Being misunderstood is tricky. I wish normal people could fathom this. I wish my dad would see that I dont comprehend him when he says Im thick headed or I contradict him or I dont comprehend his emotions or frustrations or whatever. I cant be him. I am not like him or my mom at all. My mom was outwardly bipolar manic and had post partum depression…I never had a full range of emotions but the earliest i recall was crying for being sent to my room as punishment for hours on end–and just wishing they would come and say its ok time out is over, you can come down now and join the adults…we still love you…I wasn’t a stupid child, I was overly ahead of people. I mean I had the same intelligence at age nine as age thirty two…nothing has changed…im stuck in this…

Dont wanna take adderall or vyvanse because its taboo and a stimulant…not sure what else would help me ever…I Hate the idea Im a freak for having autism. But maybe that makes more sense than loose assocations…maybe its just harder for me for some reason…dont cry, I feel like this might offend or upset someone…I feel sick…yes i can empathize/feel hurt. I feel pain or hurt…but I want to know what love and emotions feel like…and its sad…but if this is autism than I have to stop pretending it will ever change because it cant physically or biologically I am structurally completely hardwired to be different and I never fit in because of this and the genetics I inherited.

I would be happier to have autism than schizophrenia. I cant imagine wanting to live a chronic illness that when u stop meds u start hearing voices or talking to walls or thinking there are bugs in the ceiling or tv. But I kinda learned that and I am eccentric or weird. U could just tell me it was a freaking delusion and I would believe u. I was rebellious. I welcomed the episodes…I mean I did have a lot of confusion…I mean it might be like autism, bipolar, schizophrenia, and adhd all at once but can we
Libelous labels or libelous commercials?
Because I am not satisfied so throw in a pre-occupation with labels and OCD…I wish there was a peaceful happy story life and i think i give up on the bipolarity of it all… I would rather continue numbed to earth beings…and forget this erratic nonsense and stop appearing crazy…like I try to say funny things i sound stupid or off.
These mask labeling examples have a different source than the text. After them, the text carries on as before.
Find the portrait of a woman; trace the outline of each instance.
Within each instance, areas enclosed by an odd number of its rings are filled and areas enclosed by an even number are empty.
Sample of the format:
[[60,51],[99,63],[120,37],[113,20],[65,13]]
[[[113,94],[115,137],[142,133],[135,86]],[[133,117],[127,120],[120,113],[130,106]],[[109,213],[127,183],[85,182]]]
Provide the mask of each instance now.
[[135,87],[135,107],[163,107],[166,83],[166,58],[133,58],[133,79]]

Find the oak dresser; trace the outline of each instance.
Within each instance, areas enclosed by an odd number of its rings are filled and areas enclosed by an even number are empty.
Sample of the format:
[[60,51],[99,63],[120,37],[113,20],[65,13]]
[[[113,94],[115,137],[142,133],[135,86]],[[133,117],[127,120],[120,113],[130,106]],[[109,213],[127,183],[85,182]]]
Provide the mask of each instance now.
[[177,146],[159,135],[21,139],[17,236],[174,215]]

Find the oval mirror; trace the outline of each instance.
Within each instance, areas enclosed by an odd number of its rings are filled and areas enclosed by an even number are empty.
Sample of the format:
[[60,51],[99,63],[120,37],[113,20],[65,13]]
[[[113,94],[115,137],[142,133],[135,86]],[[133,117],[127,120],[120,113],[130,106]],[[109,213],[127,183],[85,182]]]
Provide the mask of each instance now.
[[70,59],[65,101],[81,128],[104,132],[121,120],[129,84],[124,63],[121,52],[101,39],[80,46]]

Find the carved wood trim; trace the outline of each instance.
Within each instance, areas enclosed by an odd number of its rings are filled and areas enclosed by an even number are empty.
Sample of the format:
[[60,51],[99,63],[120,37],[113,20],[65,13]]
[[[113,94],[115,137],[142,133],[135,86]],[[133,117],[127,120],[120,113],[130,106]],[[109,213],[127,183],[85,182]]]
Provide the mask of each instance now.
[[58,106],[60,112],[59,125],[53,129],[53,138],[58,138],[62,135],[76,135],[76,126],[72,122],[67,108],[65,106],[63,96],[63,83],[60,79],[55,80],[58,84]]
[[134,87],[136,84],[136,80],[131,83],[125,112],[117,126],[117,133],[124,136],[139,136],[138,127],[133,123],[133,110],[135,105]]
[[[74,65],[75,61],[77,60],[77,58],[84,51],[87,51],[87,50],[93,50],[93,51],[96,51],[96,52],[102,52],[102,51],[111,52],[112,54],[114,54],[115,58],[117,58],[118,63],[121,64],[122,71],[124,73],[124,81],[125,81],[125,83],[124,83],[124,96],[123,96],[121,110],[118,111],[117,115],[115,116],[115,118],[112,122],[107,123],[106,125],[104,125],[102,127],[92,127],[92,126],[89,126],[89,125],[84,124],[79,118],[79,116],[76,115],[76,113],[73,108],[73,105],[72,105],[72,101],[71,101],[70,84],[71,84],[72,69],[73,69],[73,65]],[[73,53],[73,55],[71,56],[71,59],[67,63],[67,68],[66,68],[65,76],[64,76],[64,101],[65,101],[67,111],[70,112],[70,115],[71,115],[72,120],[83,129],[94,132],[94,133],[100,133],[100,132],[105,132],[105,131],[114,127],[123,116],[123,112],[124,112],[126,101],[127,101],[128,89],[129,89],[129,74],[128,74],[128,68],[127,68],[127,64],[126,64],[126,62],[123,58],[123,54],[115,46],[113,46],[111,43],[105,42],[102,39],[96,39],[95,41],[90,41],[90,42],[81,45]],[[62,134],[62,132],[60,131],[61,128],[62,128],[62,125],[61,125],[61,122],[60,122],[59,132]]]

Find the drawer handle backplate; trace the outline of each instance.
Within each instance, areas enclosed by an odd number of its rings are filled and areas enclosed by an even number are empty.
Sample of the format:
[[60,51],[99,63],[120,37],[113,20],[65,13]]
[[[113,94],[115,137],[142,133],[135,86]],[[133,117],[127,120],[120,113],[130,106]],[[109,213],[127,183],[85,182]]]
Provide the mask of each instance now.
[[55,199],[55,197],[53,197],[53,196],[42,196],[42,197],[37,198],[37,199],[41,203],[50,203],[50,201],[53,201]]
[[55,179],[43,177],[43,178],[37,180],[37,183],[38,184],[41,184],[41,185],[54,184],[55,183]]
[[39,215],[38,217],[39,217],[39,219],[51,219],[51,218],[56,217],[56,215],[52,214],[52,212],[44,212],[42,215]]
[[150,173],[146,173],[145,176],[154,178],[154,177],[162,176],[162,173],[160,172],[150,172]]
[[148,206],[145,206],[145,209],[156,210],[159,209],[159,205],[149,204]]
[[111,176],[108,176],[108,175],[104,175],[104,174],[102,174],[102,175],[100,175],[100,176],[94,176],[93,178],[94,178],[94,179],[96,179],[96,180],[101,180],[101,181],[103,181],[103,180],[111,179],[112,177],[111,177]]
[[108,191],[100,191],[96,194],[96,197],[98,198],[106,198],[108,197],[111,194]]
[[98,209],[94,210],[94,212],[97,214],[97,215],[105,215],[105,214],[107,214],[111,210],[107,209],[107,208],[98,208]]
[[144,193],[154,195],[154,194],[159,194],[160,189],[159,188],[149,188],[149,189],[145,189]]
No one laughs with me they laugh about me or hate me for stupid shi i said…or whatever…is that schizophrenia?
Is schizophrenia having no surface to rise above, no ground to walk upon, no world to grasp at…is schizophrenia being borderline confused and id crisis after crisis is schizophrenia wanting so bad to fit in u do every drug in existence and then shrooms where it ends u find urself stuck in a family guy episode and ur ex shows up in a ballerina outfit and ur house is falling apart and every dude u meet is batshit with a bat or is that just how it is to be an outcast blacksheep no one can box or a square that cant fit into a circle or weed thats blue not purple the end…

Have fun in silence.

1 Like

Wow, you have a lot on your mind. I don’t know what your diagnosis is exactly, but I have Asperger’s. My father had it, and my nephew has it. So I’m pretty familiar with being not on the normal Spectrum.

It’s a tough comparison to make. Because the symptoms of schizophrenia are most definitely unpleasant for the vast majority of people. Whereas autism might just mean you experience things differently. But the sense of stigmatisation might be quite similar

I’m no expert, and don’t take this to mean anything really, but you’re final comments in the random imagery reminds me of a friend who has schizoaffective disorder. Just seem very familiar

It’s a very cool trait. Makes things interesting

2 Likes

it made complete sense.

I never said it didn’t make sense. I just said it’s an imaginative way of saying it

1 Like

Just by the length of your post, I’d suspect you are on the manic side so I’d say you need to contact your pdoc soon.

1 Like

I was…Im trying to come out of it…

1 Like

This topic was automatically closed 95 days after the last reply. New replies are no longer allowed.